Mine is. Amazingly, it’s my favorite price for everything. I’m just funny that way.
That’s why I was excited to take on a new role in IBM a weeks ago. After eight years at ibm.com, I have a new job as a product manager for IBM’s OmniFind search products. I’ve been talking to the OmniFind team for several years, learning a lot from them and offering the occasional suggestion about their enterprise search products, OmniFind Enterprise Edition and OmniFind Discovery Edition, but when they asked me to join the team, they told me about a new product they were cooking up to go after the requirements of smaller businesses that can’t afford the time or expense to put a good search engine on their Web sites, their intranets, or their departmentmental servers. And today, we can announce a free search engine, in partnership with Yahoo!, called the IBM OmniFind Yahoo! Edition.
The first thing you notice is that it’s free. (Did I mention that?) It’s not a trial. It’s free. Just register your e-mail address with us and download away.
The second thing you notice is that it’s not a toy. It handles up to 500,000 documents and provides excellent relevance, a configurable user interface, and many other features you’d expect in a search engine you plunk down thousands of dollars for. (If you need more than what this one does, then you can check out the other search engines that we sell.) This search engine can meet the needs of many sites.
But the main thing you’ll notice is that it is simple. It isn’t hard to install or configure and it just plain works. If you are running a huge Web site and have to customize every aspect of the search engine to satisfy your needs, this one is not for you. What you are doing is complex and it makes sense that setting things up might take some know-how. But if you have more modest needs, why not use something that doesn’t require a degree in searchology to make it work? This one’s for you.

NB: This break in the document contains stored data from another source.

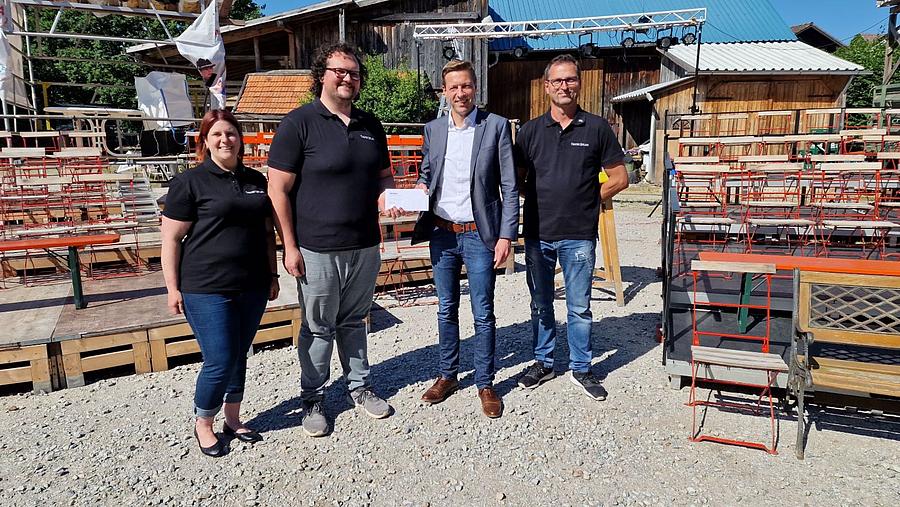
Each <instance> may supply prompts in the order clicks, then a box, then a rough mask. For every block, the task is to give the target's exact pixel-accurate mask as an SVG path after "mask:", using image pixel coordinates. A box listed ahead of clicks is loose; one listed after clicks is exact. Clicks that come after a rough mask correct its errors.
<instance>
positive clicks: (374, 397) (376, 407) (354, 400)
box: [350, 386, 391, 419]
mask: <svg viewBox="0 0 900 507" xmlns="http://www.w3.org/2000/svg"><path fill="white" fill-rule="evenodd" d="M350 399H351V400H353V404H354V405H356V406H357V407H361V408H362V409H363V411H364V412H365V413H366V415H367V416H369V417H371V418H372V419H384V418H385V417H387V416H389V415H391V406H390V405H388V402H386V401H384V400H382V399H381V398H379V397H378V395H376V394H375V393H373V392H372V389H371V388H369V387H365V386H363V387H357V388H356V389H354V390H352V391H350Z"/></svg>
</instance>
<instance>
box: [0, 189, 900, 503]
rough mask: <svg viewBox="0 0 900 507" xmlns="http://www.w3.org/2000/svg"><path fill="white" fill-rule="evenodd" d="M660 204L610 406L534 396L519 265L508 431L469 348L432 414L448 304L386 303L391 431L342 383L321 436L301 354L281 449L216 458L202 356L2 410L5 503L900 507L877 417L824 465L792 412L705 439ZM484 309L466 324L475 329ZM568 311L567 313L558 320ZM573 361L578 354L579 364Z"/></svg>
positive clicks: (2, 399)
mask: <svg viewBox="0 0 900 507" xmlns="http://www.w3.org/2000/svg"><path fill="white" fill-rule="evenodd" d="M649 210H650V207H649V206H644V205H631V206H625V207H622V208H620V209H619V210H618V216H617V224H618V231H619V251H620V252H621V255H622V265H623V269H622V271H623V275H624V278H625V280H626V281H627V282H629V286H628V290H627V294H626V301H627V305H626V307H624V308H617V307H616V306H615V304H614V301H613V300H612V298H611V297H610V296H609V295H608V294H603V293H600V292H598V293H597V300H596V301H595V302H594V304H593V309H594V315H595V319H596V320H597V321H596V322H595V324H594V331H593V335H594V347H595V355H596V356H597V357H595V371H596V372H597V373H598V375H600V376H601V377H605V380H604V384H605V386H606V387H607V389H608V390H609V392H610V398H609V400H607V401H605V402H593V401H591V400H589V399H588V398H587V397H585V396H584V395H583V394H580V393H579V392H577V391H576V389H575V387H574V386H573V385H571V383H570V382H569V380H568V378H567V377H563V376H560V377H558V378H556V379H554V380H552V381H550V382H548V383H546V384H544V385H543V386H541V387H540V388H539V389H537V390H535V391H533V392H525V391H524V390H521V389H518V388H516V387H515V376H516V375H517V374H518V373H519V372H520V371H521V370H522V369H523V368H524V367H525V366H526V365H527V364H528V363H529V362H530V360H531V358H530V353H529V347H530V342H531V338H530V324H529V317H528V313H529V311H528V295H527V289H526V287H525V275H524V272H521V271H520V272H518V273H516V274H515V275H513V276H506V277H501V278H500V279H499V282H498V287H497V311H496V313H497V319H498V341H499V344H498V353H499V354H500V364H501V369H500V371H499V374H498V377H497V385H498V389H499V391H500V393H501V394H503V395H504V402H505V404H506V412H505V414H504V415H503V417H502V418H500V419H497V420H489V419H487V418H485V417H484V416H482V415H481V413H480V408H479V405H478V397H477V394H476V390H475V387H474V385H473V383H472V349H471V343H468V341H470V340H468V341H467V342H464V343H463V349H462V370H463V372H464V375H463V378H462V379H461V380H462V383H463V389H461V390H460V392H458V393H457V394H455V395H453V396H452V397H451V398H450V399H448V400H447V401H446V402H445V403H443V404H441V405H437V406H433V407H426V406H422V405H420V404H419V402H418V399H419V396H421V394H422V392H423V391H424V390H425V389H426V388H427V387H428V386H429V385H430V383H431V381H432V380H433V376H434V374H435V365H436V361H437V350H436V342H437V324H436V319H435V307H434V306H419V307H412V308H399V307H398V308H389V309H387V310H386V309H376V310H375V311H374V312H373V332H372V334H371V335H370V340H371V341H370V353H371V358H372V363H373V377H374V383H375V385H376V388H377V390H378V391H379V392H380V393H382V394H383V395H386V396H388V397H389V398H390V402H391V404H392V405H393V406H394V408H395V409H396V413H395V414H394V415H393V416H392V417H390V418H388V419H386V420H380V421H376V420H371V419H369V418H368V417H366V416H365V415H363V414H361V413H359V412H357V411H356V410H354V409H353V408H352V407H351V405H350V403H349V402H348V401H347V400H346V396H345V394H344V392H345V391H344V388H343V387H342V386H341V385H340V383H336V384H332V385H331V386H330V387H329V388H328V390H327V397H326V403H327V408H328V411H329V415H330V416H331V418H332V419H333V420H334V427H335V430H334V432H333V434H332V435H330V436H328V437H325V438H320V439H312V438H308V437H306V436H304V434H303V433H302V431H301V429H300V418H299V401H298V398H297V383H298V378H299V372H298V365H297V360H296V356H295V352H294V350H293V349H292V348H281V349H276V350H267V351H263V352H261V353H258V354H256V355H255V356H254V357H253V358H251V360H250V362H249V372H248V390H247V397H246V401H245V405H244V406H245V415H246V419H247V422H248V423H249V425H251V426H253V427H255V428H257V429H259V430H261V431H263V432H264V437H265V441H264V442H263V443H261V444H257V445H255V446H251V445H248V444H242V443H240V442H237V441H233V442H232V444H231V452H230V454H229V455H228V456H227V457H225V458H222V459H219V460H212V459H209V458H206V457H204V456H201V455H200V453H199V451H198V450H197V449H196V445H195V443H194V440H193V437H192V435H191V430H190V428H191V421H192V416H191V407H192V395H193V388H194V380H195V377H196V374H197V370H198V367H199V365H196V364H194V365H188V366H182V367H178V368H175V369H173V370H170V371H166V372H160V373H152V374H148V375H142V376H131V377H122V378H115V379H108V380H102V381H99V382H96V383H94V384H91V385H88V386H86V387H82V388H77V389H68V390H62V391H59V392H55V393H51V394H46V395H32V394H23V395H15V396H7V397H3V398H0V428H2V432H0V498H2V502H0V503H2V504H3V505H87V506H95V505H154V504H155V505H321V506H326V505H354V506H355V505H432V506H438V505H534V504H536V503H537V504H543V505H546V504H552V503H555V504H558V505H688V504H693V505H702V504H712V505H734V504H757V505H758V504H761V503H765V504H770V503H780V504H784V505H850V504H858V505H886V506H896V505H900V441H898V438H900V437H898V427H897V426H888V425H882V424H880V423H871V424H867V425H864V431H853V432H851V431H846V430H841V429H834V425H833V424H832V425H828V424H823V425H821V426H820V427H819V428H814V429H813V430H812V432H811V435H810V438H809V445H808V447H807V459H806V460H805V461H798V460H796V459H795V458H794V453H793V435H794V432H795V430H796V425H795V422H794V420H793V419H792V418H783V419H782V420H781V421H780V429H781V439H780V444H779V450H780V454H779V455H778V456H769V455H767V454H766V453H764V452H761V451H754V450H748V449H741V448H734V447H727V446H723V445H718V444H711V443H702V444H692V443H690V442H689V441H688V439H687V436H688V431H689V430H688V428H689V425H690V409H689V408H687V407H685V406H684V402H685V401H686V400H687V395H688V393H687V389H683V390H681V391H675V390H673V389H671V388H670V387H669V382H668V379H667V377H666V374H665V371H664V368H663V366H662V365H661V363H660V358H661V350H660V346H659V345H658V344H657V343H656V342H655V341H654V334H655V329H656V325H657V322H658V315H659V312H660V309H661V299H660V295H659V294H660V283H659V282H658V280H657V279H656V278H655V277H654V274H653V269H654V268H655V267H656V266H657V264H658V262H659V247H658V237H659V232H658V231H659V227H658V225H657V221H656V217H654V218H651V219H647V218H646V215H647V213H648V212H649ZM518 256H519V258H518V259H517V260H518V261H519V262H520V263H521V262H523V261H524V259H523V258H522V254H521V253H519V254H518ZM521 269H522V267H521V266H520V270H521ZM466 306H467V303H465V302H464V307H463V309H462V311H461V312H460V313H461V316H462V319H461V320H462V321H463V329H462V333H463V336H464V337H469V336H471V333H472V324H471V316H470V315H471V314H470V313H469V311H468V309H467V308H466ZM564 308H565V306H564V302H563V301H558V302H557V317H558V318H560V317H561V316H564V315H565V311H564ZM600 317H602V319H601V318H600ZM563 336H564V334H563ZM559 352H561V354H559V355H558V357H560V359H562V358H564V357H566V355H567V353H568V352H567V351H566V350H562V351H558V353H559ZM334 364H335V366H336V367H337V360H336V358H335V361H334ZM559 364H565V360H562V361H560V362H559ZM337 371H338V370H337V368H336V369H335V372H337ZM335 375H337V373H335ZM829 420H830V421H832V422H834V423H836V424H840V422H841V420H840V419H837V418H833V419H829ZM219 424H221V423H219ZM706 428H707V430H708V431H710V432H717V431H727V434H729V435H735V436H749V437H757V438H765V437H766V435H768V433H767V432H768V421H767V420H766V419H764V418H757V417H752V416H748V415H733V414H728V413H722V412H718V411H715V410H712V411H710V413H709V415H708V417H707V418H706Z"/></svg>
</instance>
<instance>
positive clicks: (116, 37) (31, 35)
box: [9, 28, 172, 44]
mask: <svg viewBox="0 0 900 507" xmlns="http://www.w3.org/2000/svg"><path fill="white" fill-rule="evenodd" d="M9 35H20V36H23V37H28V36H31V37H50V38H56V39H83V40H102V41H107V42H127V43H129V44H171V43H172V41H170V40H163V41H161V40H154V39H132V38H129V37H113V36H106V35H85V34H81V33H47V32H29V31H28V29H27V28H26V29H25V30H24V31H14V32H10V33H9Z"/></svg>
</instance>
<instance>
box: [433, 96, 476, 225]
mask: <svg viewBox="0 0 900 507" xmlns="http://www.w3.org/2000/svg"><path fill="white" fill-rule="evenodd" d="M476 114H478V108H477V107H473V108H472V112H470V113H469V114H468V116H466V117H465V119H464V120H463V126H462V128H458V127H457V126H456V124H455V123H454V122H453V114H450V115H448V116H447V118H448V120H447V121H449V122H450V126H449V128H448V130H447V151H446V153H445V154H444V171H443V172H442V173H441V181H439V182H438V190H437V198H436V199H435V205H434V213H435V214H436V215H437V216H439V217H441V218H443V219H444V220H449V221H451V222H457V223H462V222H474V221H475V216H474V215H473V214H472V195H471V185H472V143H473V142H474V141H475V115H476Z"/></svg>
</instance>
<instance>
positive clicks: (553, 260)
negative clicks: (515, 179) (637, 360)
mask: <svg viewBox="0 0 900 507" xmlns="http://www.w3.org/2000/svg"><path fill="white" fill-rule="evenodd" d="M596 245H597V241H596V240H584V239H565V240H561V241H539V240H534V239H526V240H525V264H526V265H527V271H526V280H527V281H528V289H529V290H530V291H531V329H532V333H533V335H532V337H533V339H534V341H533V343H534V359H535V361H538V362H540V363H543V365H544V366H546V367H548V368H552V367H553V351H554V349H555V347H556V316H555V315H554V312H553V299H554V294H555V292H556V287H555V286H554V282H553V277H554V274H555V273H556V261H557V259H558V260H559V265H560V266H561V267H562V271H563V279H564V280H565V284H566V308H567V310H568V312H567V313H568V315H567V317H566V321H567V323H568V324H567V326H568V327H567V328H566V331H567V333H568V338H569V340H568V341H569V369H570V370H572V371H577V372H582V373H583V372H587V371H588V370H589V369H590V367H591V320H592V317H593V316H592V314H591V284H592V280H593V276H594V261H595V259H596Z"/></svg>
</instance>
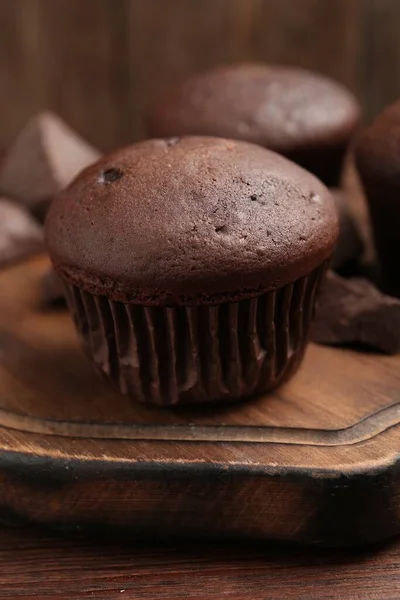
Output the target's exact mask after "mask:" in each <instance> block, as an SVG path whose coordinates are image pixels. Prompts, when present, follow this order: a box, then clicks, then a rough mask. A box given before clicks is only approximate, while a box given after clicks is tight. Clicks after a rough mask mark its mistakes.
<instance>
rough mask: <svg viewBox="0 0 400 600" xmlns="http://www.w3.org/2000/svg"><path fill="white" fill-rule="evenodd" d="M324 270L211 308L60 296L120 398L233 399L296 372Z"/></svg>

I’ll be talking about this more as time goes on because it’s an interesting story. It’s interesting that the search engine is built on the powerful open source Lucene package. It’s interesting that IBM is contributing code back to the Lucene base. It’s interesting that IBM has a community approach to support and requests for enhancements.
But what’s really important are three things. It’s simple. It works. It’s free. Try it yourself and let me know what you think.